Apple’s entry into the mobile payments market has signalled the “death knell” for operator offerings, new research has claimed.
A report from Juniper Research found the global value of mobile and wearable contactless payments is expected to reach $95 billion annually by 2018, up from less than $35 billion last year.
Researchers said payments would be dominated by smartphones, pointing how while almost nine million Apple Watches had been shipped by the end of 2015, this paled in comparison to NFC-ready iPhones.
Researchers reiterated suggestions that manufacturers embedding the secure element into the device, like Apple has done with its iPhones, is cutting operators out of the payments market.
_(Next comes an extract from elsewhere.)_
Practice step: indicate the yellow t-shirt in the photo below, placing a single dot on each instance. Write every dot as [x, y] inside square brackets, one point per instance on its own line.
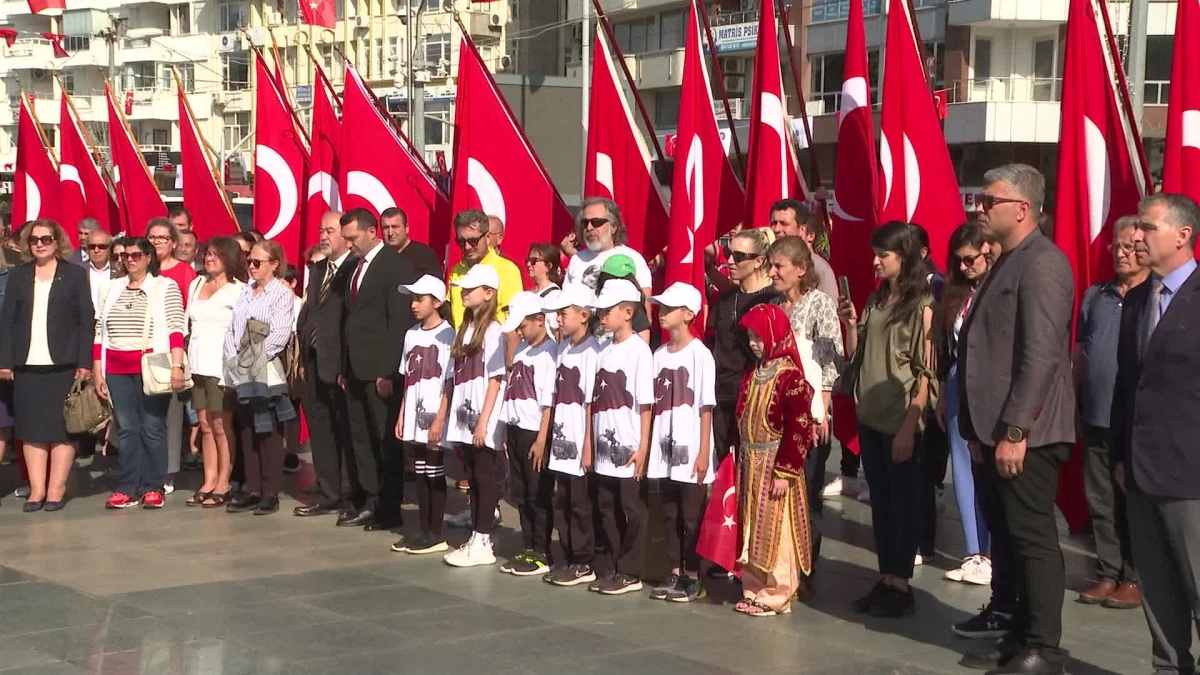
[510, 285]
It cited Samsung as the other manufacturer to have done so, although noted how Chinese manufacturer Xiaomi has filed patents for a similar service and ZTE and Lenovo have their own embedded secure elements on handsets.
[Read more – Operators sterlised mobile payments market for five years, claims UK transport exec]
Report co-author Nitin Bhas said: “Most operator-led pilots and commercial ventures have now closed down. Apple’s entry into NFC gave the industry a much needed boost, and could well be seen as the tipping point for the technology, but at the same time it sounded the death knell for the mobile operator projects.”
The report was downbeat on the future of wearables, which it predicted would only account for two percent of non-card contactless payments by 2018.
Researchers said how wearables preloaded with credit are a greater security risk than smartphones, which link payment to a secure element.